Er erhob sich und sah Narzissa an: „Wollen wir aufbrechen, Madam?“, fragte er höflich.
Diese sah beunruhigt zu Snape und sagte mit zittriger Stimme: „Aber was ist mit Draco?“
„Ich werde mich um ihn kümmern, sei unbesorgt, Narzissa.“, sagte Snape ruhig.
Draco bewegte sich das erste Mal seit einigen Minuten und funkelte Snape wütend an. Es schien ihm nicht zu gefallen, wie die beiden über seinen Kopf hinweg redeten.
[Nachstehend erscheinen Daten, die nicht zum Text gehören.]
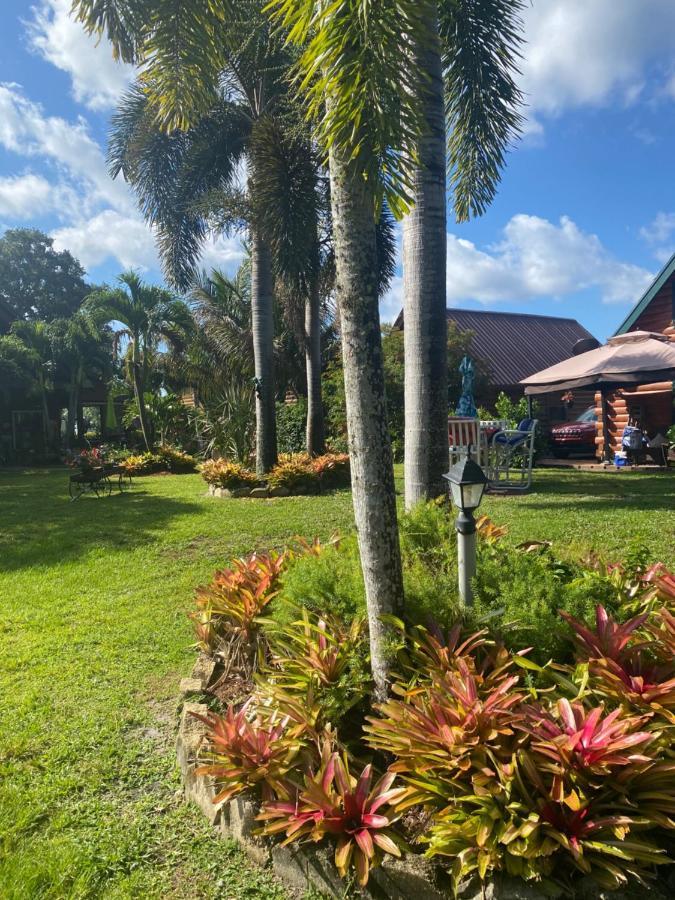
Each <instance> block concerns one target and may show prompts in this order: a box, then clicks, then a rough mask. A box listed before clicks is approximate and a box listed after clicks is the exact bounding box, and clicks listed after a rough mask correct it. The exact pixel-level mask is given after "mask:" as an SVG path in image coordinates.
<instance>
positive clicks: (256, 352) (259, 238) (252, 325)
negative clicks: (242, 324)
mask: <svg viewBox="0 0 675 900" xmlns="http://www.w3.org/2000/svg"><path fill="white" fill-rule="evenodd" d="M272 284H273V276H272V254H271V251H270V248H269V245H268V243H267V241H266V240H265V239H264V238H263V237H262V236H261V235H260V233H259V231H258V229H256V228H253V227H252V228H251V319H252V322H251V326H252V330H253V360H254V365H255V396H256V402H255V414H256V472H257V473H258V475H261V476H262V475H264V474H265V473H266V472H269V470H270V469H271V468H272V467H273V466H274V465H276V461H277V423H276V409H275V387H274V298H273V291H272Z"/></svg>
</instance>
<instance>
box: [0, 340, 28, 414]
mask: <svg viewBox="0 0 675 900" xmlns="http://www.w3.org/2000/svg"><path fill="white" fill-rule="evenodd" d="M30 387H31V357H30V351H29V350H28V348H27V347H26V345H25V344H24V343H23V342H22V341H21V340H19V338H18V337H17V336H16V335H15V334H2V335H0V396H1V397H2V398H3V399H4V400H5V401H8V400H9V398H10V397H11V396H12V395H13V394H14V393H15V392H16V391H23V390H28V389H30Z"/></svg>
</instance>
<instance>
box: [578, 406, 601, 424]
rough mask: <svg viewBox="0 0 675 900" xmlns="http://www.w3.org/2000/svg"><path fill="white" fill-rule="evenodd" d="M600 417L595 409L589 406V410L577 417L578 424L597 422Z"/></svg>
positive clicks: (591, 406)
mask: <svg viewBox="0 0 675 900" xmlns="http://www.w3.org/2000/svg"><path fill="white" fill-rule="evenodd" d="M597 421H598V417H597V416H596V414H595V407H593V406H589V407H588V409H587V410H585V411H584V412H582V414H581V415H580V416H577V422H597Z"/></svg>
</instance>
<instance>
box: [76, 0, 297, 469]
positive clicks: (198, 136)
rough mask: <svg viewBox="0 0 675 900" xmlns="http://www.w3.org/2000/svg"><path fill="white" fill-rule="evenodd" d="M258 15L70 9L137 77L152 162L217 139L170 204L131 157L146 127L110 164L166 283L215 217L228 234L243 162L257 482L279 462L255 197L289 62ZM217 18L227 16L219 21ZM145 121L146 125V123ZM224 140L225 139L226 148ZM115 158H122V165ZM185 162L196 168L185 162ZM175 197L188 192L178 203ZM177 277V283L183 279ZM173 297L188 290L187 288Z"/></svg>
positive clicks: (161, 9) (272, 286) (175, 172)
mask: <svg viewBox="0 0 675 900" xmlns="http://www.w3.org/2000/svg"><path fill="white" fill-rule="evenodd" d="M261 6H262V4H261V3H260V2H258V0H240V2H238V3H237V4H232V3H227V2H223V3H222V4H217V3H216V4H213V3H205V2H196V3H191V4H187V5H184V6H183V8H182V9H181V12H180V14H176V15H174V12H175V10H174V9H173V7H172V8H171V9H170V10H169V9H168V8H167V6H166V4H164V3H161V2H159V0H156V2H151V0H147V2H140V0H139V2H136V3H134V2H131V3H129V2H125V3H122V2H121V0H120V2H117V3H114V2H113V3H110V4H107V5H106V7H105V8H103V7H100V5H99V4H97V3H94V2H92V0H79V2H77V3H76V4H75V8H76V9H77V10H78V12H79V16H80V18H81V19H82V20H83V21H84V22H85V24H86V25H87V26H88V27H89V28H90V29H101V28H105V29H107V31H108V34H109V37H110V38H111V40H112V41H113V45H114V47H115V50H116V52H118V53H120V54H121V55H122V56H123V57H124V58H125V59H128V60H129V61H133V62H134V63H136V64H137V65H139V66H140V67H141V75H140V79H141V81H142V86H143V91H142V98H143V101H144V102H145V103H146V104H147V105H148V107H149V109H150V116H151V118H152V120H153V122H154V124H155V132H160V133H161V132H165V133H166V134H165V138H166V141H165V144H164V146H163V145H162V140H161V137H160V139H159V140H153V152H155V153H156V154H161V153H162V151H163V150H165V149H167V148H169V147H170V149H171V151H173V155H172V153H171V152H170V153H169V154H168V155H166V154H165V157H164V158H165V159H166V160H167V161H171V162H173V163H174V164H175V163H176V156H175V151H178V152H179V153H180V148H181V142H182V140H183V136H182V135H180V134H175V132H176V129H179V130H182V131H183V132H185V140H187V142H188V144H190V143H191V140H192V139H194V138H196V139H197V140H199V137H200V132H202V138H203V131H204V129H206V130H209V120H211V128H210V131H211V137H212V139H214V138H215V143H216V144H217V147H218V149H219V151H220V156H216V155H215V154H214V153H211V158H210V164H211V167H209V159H208V158H207V157H208V153H204V150H205V149H206V150H208V149H209V148H208V145H207V144H204V142H203V139H202V142H201V148H202V150H201V156H200V157H199V158H197V160H196V165H194V164H193V165H192V166H189V169H188V177H187V179H186V178H184V177H183V171H182V165H181V164H180V163H179V166H178V170H179V171H178V175H179V178H178V181H179V185H180V186H179V187H178V193H176V191H175V190H172V189H171V187H170V186H169V185H170V183H171V182H172V181H173V177H174V174H176V172H175V170H172V172H171V175H170V176H169V179H168V181H167V177H166V175H167V172H166V170H165V171H164V173H163V175H164V178H163V179H162V181H161V187H160V193H157V192H156V191H155V187H156V182H155V181H154V179H155V177H156V175H157V174H158V172H157V170H158V169H159V168H160V167H159V166H156V165H155V166H153V165H152V164H150V166H148V165H147V163H146V161H145V160H142V159H141V160H140V162H141V165H140V166H138V165H136V163H135V162H134V159H133V156H134V154H135V153H136V150H137V148H138V146H139V144H138V141H137V138H138V136H139V134H142V141H141V143H142V142H143V138H144V137H146V136H147V126H146V125H142V126H141V131H140V132H139V129H138V128H135V131H134V134H133V140H132V141H131V143H129V142H127V143H126V145H125V146H124V148H123V149H124V157H125V159H123V160H121V162H119V163H118V164H117V168H118V171H119V170H120V169H121V170H122V171H124V174H125V177H126V178H127V180H130V181H131V182H132V184H134V187H135V188H136V190H137V191H138V193H139V196H140V199H141V206H142V208H143V209H144V212H145V213H146V215H147V217H148V218H149V219H151V220H152V221H153V223H154V224H155V225H156V226H157V227H158V229H159V234H160V249H161V250H162V251H163V256H164V258H165V261H166V262H167V263H168V265H167V271H168V273H169V274H170V275H171V276H175V275H176V273H177V272H178V271H180V267H179V266H178V265H176V260H175V259H173V258H172V254H173V253H174V252H175V251H178V253H179V255H180V256H181V257H182V260H181V262H182V263H183V264H184V265H185V264H188V263H189V264H191V266H192V267H194V263H195V262H196V255H197V252H196V251H197V250H198V249H199V247H200V245H201V243H202V241H203V239H204V237H205V236H206V235H207V234H208V233H209V231H210V230H211V227H212V226H213V224H214V222H216V221H217V220H218V218H220V219H222V218H223V216H224V218H225V220H226V222H227V224H228V225H231V224H232V215H231V213H232V208H231V206H232V205H231V203H230V202H229V201H227V202H225V203H223V200H224V197H223V194H224V193H225V194H230V195H231V193H232V190H231V189H232V187H233V184H234V181H235V176H236V174H237V163H238V162H239V160H240V159H242V160H245V161H246V164H247V170H248V200H249V201H250V202H249V203H248V204H246V208H245V210H244V215H243V216H242V215H241V213H242V209H241V204H239V209H238V210H235V216H236V215H237V214H238V215H239V216H240V219H243V220H244V221H246V224H247V226H248V231H249V245H250V251H251V284H252V308H253V323H254V328H253V332H254V360H255V379H256V420H257V441H256V453H257V469H258V471H259V472H260V473H261V474H262V473H264V472H266V471H268V470H269V468H271V466H273V465H274V463H275V461H276V435H275V418H274V415H275V406H274V403H275V379H274V368H273V356H272V343H271V342H272V335H273V266H274V258H273V254H272V252H271V247H270V243H271V241H272V240H273V235H271V234H270V233H269V230H268V229H267V228H266V222H267V223H269V222H271V221H272V220H271V217H268V216H267V210H266V209H265V208H264V207H263V206H262V204H260V203H259V202H257V200H256V189H257V188H258V187H259V186H260V185H264V184H265V181H266V174H265V171H264V166H265V152H266V146H267V142H268V140H269V137H270V136H272V137H273V136H274V134H275V132H274V130H273V129H271V128H270V125H271V124H275V123H276V124H277V125H278V124H279V121H280V120H281V119H282V118H283V116H284V115H285V113H286V112H287V110H285V109H284V97H285V95H286V93H287V84H286V77H285V76H286V70H287V63H288V51H287V50H286V48H285V47H284V45H283V41H282V40H281V39H280V38H279V37H276V36H274V35H273V34H272V33H271V29H270V26H269V22H268V20H267V18H266V17H265V16H264V15H262V13H261ZM153 11H154V15H155V21H156V22H157V23H158V27H157V28H156V29H153V30H152V31H148V30H147V29H144V28H143V27H141V26H140V24H139V23H140V22H143V21H145V20H146V18H147V17H152V14H153ZM224 11H227V20H226V21H224ZM195 53H196V54H197V56H196V57H195V55H194V54H195ZM189 73H191V74H189ZM137 106H138V104H137ZM214 116H219V117H220V123H218V124H220V125H221V135H219V136H216V131H215V130H214V128H213V118H214ZM145 119H146V123H147V120H148V117H147V116H146V117H145ZM119 122H120V120H119V119H118V123H119ZM223 129H224V130H223ZM143 132H145V133H143ZM227 135H229V137H230V138H231V140H230V146H229V147H228V146H227ZM172 137H173V140H172ZM129 149H131V155H130V154H129V152H128V151H129ZM113 152H114V151H113ZM188 155H189V150H188ZM141 156H142V154H141ZM118 159H121V157H120V155H119V154H118ZM113 161H114V162H115V160H114V159H113ZM192 161H193V163H194V162H195V159H194V157H193V160H192ZM230 163H231V164H230ZM214 164H215V165H214ZM223 166H225V168H226V169H227V171H226V172H224V171H223ZM205 181H210V184H209V185H208V187H207V188H206V190H204V189H203V186H204V183H205ZM167 187H168V190H167ZM184 187H187V188H188V193H187V194H186V193H185V192H184V191H183V188H184ZM148 188H149V189H148ZM239 199H240V200H241V199H242V197H241V196H240V197H239ZM176 201H178V202H176ZM195 201H197V202H195ZM200 201H201V202H200ZM235 205H237V204H235ZM210 226H211V227H210ZM310 231H311V229H310ZM165 244H166V245H168V246H164V245H165ZM185 247H187V253H186V252H185V251H184V249H183V248H185ZM182 274H185V270H184V269H183V272H182ZM181 286H185V285H184V282H182V283H181Z"/></svg>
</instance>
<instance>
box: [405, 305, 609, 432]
mask: <svg viewBox="0 0 675 900" xmlns="http://www.w3.org/2000/svg"><path fill="white" fill-rule="evenodd" d="M447 316H448V324H451V323H452V324H454V326H455V327H456V328H457V331H459V332H463V331H469V332H472V333H473V337H472V339H471V354H472V355H473V356H474V357H475V358H476V359H479V360H481V361H482V362H483V363H484V364H486V366H487V368H488V371H489V379H490V387H489V391H488V396H487V397H480V398H477V402H480V403H483V404H484V405H487V406H492V405H493V404H494V400H495V399H496V397H497V394H499V393H500V391H504V393H505V394H508V395H509V396H510V397H512V398H514V399H518V398H519V397H522V396H523V387H522V385H520V384H519V382H520V381H521V379H523V378H527V377H528V376H529V375H533V374H534V373H535V372H539V371H540V370H541V369H546V368H548V366H554V365H555V364H556V363H559V362H562V361H563V360H565V359H569V357H570V356H574V355H575V348H577V349H576V352H579V349H578V348H579V347H583V349H588V346H586V345H585V344H580V342H587V341H590V342H592V345H593V346H597V341H595V338H594V337H593V335H592V334H591V333H590V332H589V331H587V330H586V329H585V328H584V327H583V325H580V324H579V322H577V321H576V319H567V318H561V317H558V316H540V315H535V314H531V313H511V312H494V311H492V310H490V311H487V310H486V311H482V310H469V309H448V310H447ZM394 327H395V328H403V312H401V313H400V314H399V316H398V318H397V319H396V322H395V323H394ZM589 346H590V345H589ZM542 400H544V403H545V414H544V417H545V418H547V419H551V420H555V421H561V420H564V419H567V418H570V417H572V418H573V417H574V416H575V415H577V414H578V413H579V412H582V411H583V410H584V409H585V408H586V407H588V406H591V405H592V403H593V392H592V391H579V392H575V397H574V402H573V404H572V405H566V404H565V403H563V401H562V400H561V399H560V398H559V397H555V396H546V397H544V398H542Z"/></svg>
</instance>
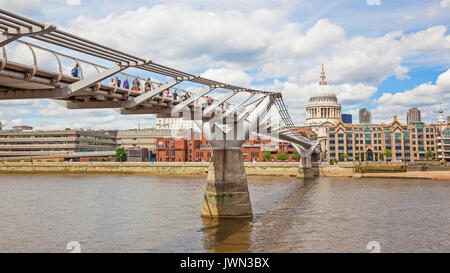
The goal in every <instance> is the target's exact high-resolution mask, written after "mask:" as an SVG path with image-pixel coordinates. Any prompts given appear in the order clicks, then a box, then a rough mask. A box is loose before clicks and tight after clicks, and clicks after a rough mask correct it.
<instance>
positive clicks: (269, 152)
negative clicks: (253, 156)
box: [263, 151, 272, 161]
mask: <svg viewBox="0 0 450 273" xmlns="http://www.w3.org/2000/svg"><path fill="white" fill-rule="evenodd" d="M263 159H264V160H266V161H270V160H272V154H271V153H270V151H265V152H264V153H263Z"/></svg>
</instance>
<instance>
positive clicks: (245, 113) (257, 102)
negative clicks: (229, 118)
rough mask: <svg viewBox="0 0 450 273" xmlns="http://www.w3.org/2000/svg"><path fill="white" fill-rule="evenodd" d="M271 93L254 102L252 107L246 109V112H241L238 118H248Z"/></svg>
mask: <svg viewBox="0 0 450 273" xmlns="http://www.w3.org/2000/svg"><path fill="white" fill-rule="evenodd" d="M267 96H269V95H265V96H263V97H261V98H259V99H257V100H256V101H254V102H252V104H253V105H252V107H250V108H248V109H246V110H245V111H244V112H242V113H240V114H239V115H238V117H237V120H242V119H246V118H247V117H248V116H249V115H250V114H251V113H252V112H253V111H255V109H256V108H258V106H259V105H260V104H261V103H262V102H263V100H264V99H265V98H266V97H267Z"/></svg>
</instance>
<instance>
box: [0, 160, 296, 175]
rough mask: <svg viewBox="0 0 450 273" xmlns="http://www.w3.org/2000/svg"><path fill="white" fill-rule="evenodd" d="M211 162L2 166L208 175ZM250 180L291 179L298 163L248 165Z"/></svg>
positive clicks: (247, 164)
mask: <svg viewBox="0 0 450 273" xmlns="http://www.w3.org/2000/svg"><path fill="white" fill-rule="evenodd" d="M208 168H209V163H208V162H0V174H1V173H9V174H13V173H22V174H23V173H28V174H30V173H76V174H83V173H86V174H87V173H92V174H96V173H98V174H106V173H107V174H150V175H171V176H186V175H204V176H206V175H207V173H208ZM245 169H246V174H247V175H248V176H290V177H295V176H297V174H298V163H295V162H294V163H290V162H283V163H281V162H280V163H272V162H267V163H266V162H264V163H245Z"/></svg>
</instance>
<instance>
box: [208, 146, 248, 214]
mask: <svg viewBox="0 0 450 273" xmlns="http://www.w3.org/2000/svg"><path fill="white" fill-rule="evenodd" d="M202 216H204V217H252V216H253V213H252V205H251V203H250V195H249V192H248V186H247V176H246V174H245V168H244V160H243V159H242V151H241V149H240V147H239V148H236V149H214V150H213V154H212V158H211V165H210V167H209V170H208V178H207V182H206V189H205V196H204V200H203V208H202Z"/></svg>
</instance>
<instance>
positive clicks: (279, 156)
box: [277, 152, 288, 161]
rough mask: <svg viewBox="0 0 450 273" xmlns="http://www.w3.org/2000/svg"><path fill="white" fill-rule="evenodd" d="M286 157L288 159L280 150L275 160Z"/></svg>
mask: <svg viewBox="0 0 450 273" xmlns="http://www.w3.org/2000/svg"><path fill="white" fill-rule="evenodd" d="M287 159H288V157H287V155H286V154H285V153H281V152H278V153H277V160H281V161H285V160H287Z"/></svg>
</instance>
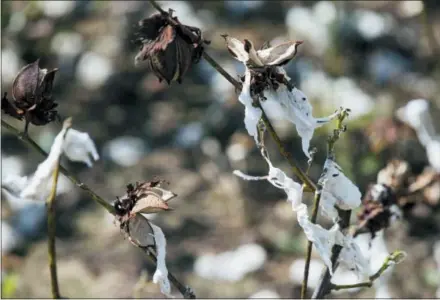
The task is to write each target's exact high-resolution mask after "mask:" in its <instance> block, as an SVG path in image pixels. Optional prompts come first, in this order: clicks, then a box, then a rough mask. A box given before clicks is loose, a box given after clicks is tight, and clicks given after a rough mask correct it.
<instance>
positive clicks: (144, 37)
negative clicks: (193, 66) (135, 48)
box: [135, 12, 204, 84]
mask: <svg viewBox="0 0 440 300" xmlns="http://www.w3.org/2000/svg"><path fill="white" fill-rule="evenodd" d="M169 18H170V19H172V20H174V21H175V22H174V23H177V25H175V24H172V22H170V21H169ZM136 34H137V36H138V38H137V41H138V42H140V43H141V44H142V45H141V48H140V51H139V53H138V54H137V55H136V57H135V64H137V63H139V62H140V61H146V62H147V64H148V65H149V67H150V69H151V70H152V71H153V72H154V74H155V75H156V76H157V77H158V78H159V81H162V80H165V81H166V82H167V83H168V84H170V83H171V81H177V82H179V83H182V78H183V77H184V76H185V74H186V72H187V71H188V70H189V68H190V67H191V65H193V64H196V63H197V62H199V60H200V58H201V56H202V54H203V50H204V48H203V43H204V41H203V39H202V35H201V31H200V29H198V28H196V27H191V26H186V25H182V24H180V22H179V20H178V19H177V17H172V15H171V12H170V13H168V14H154V15H153V16H151V17H150V18H147V19H144V20H141V21H140V22H139V30H138V32H137V33H136Z"/></svg>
Narzissa nickte und stand auf, nicht ohne Draco nochmal die Schulter zu tätscheln. Sie ging zu Shacklebolt hinüber und dieser informierte sie: „Wir werden zuerst einmal mit dem Flohnetzwerk zu einem sicheren Ort reisen, von dem wir dann apparieren können.“
Narzissa gab stumm ihre Zustimmung und Shacklebolt warf etwas Flohpulver in die Flammen und stieg in den Kamin. „Winkelgasse“, sagte er und verschwand. Mit einem letzten, besorgten Blick auf ihren Sohn folgte Narzissa ihm.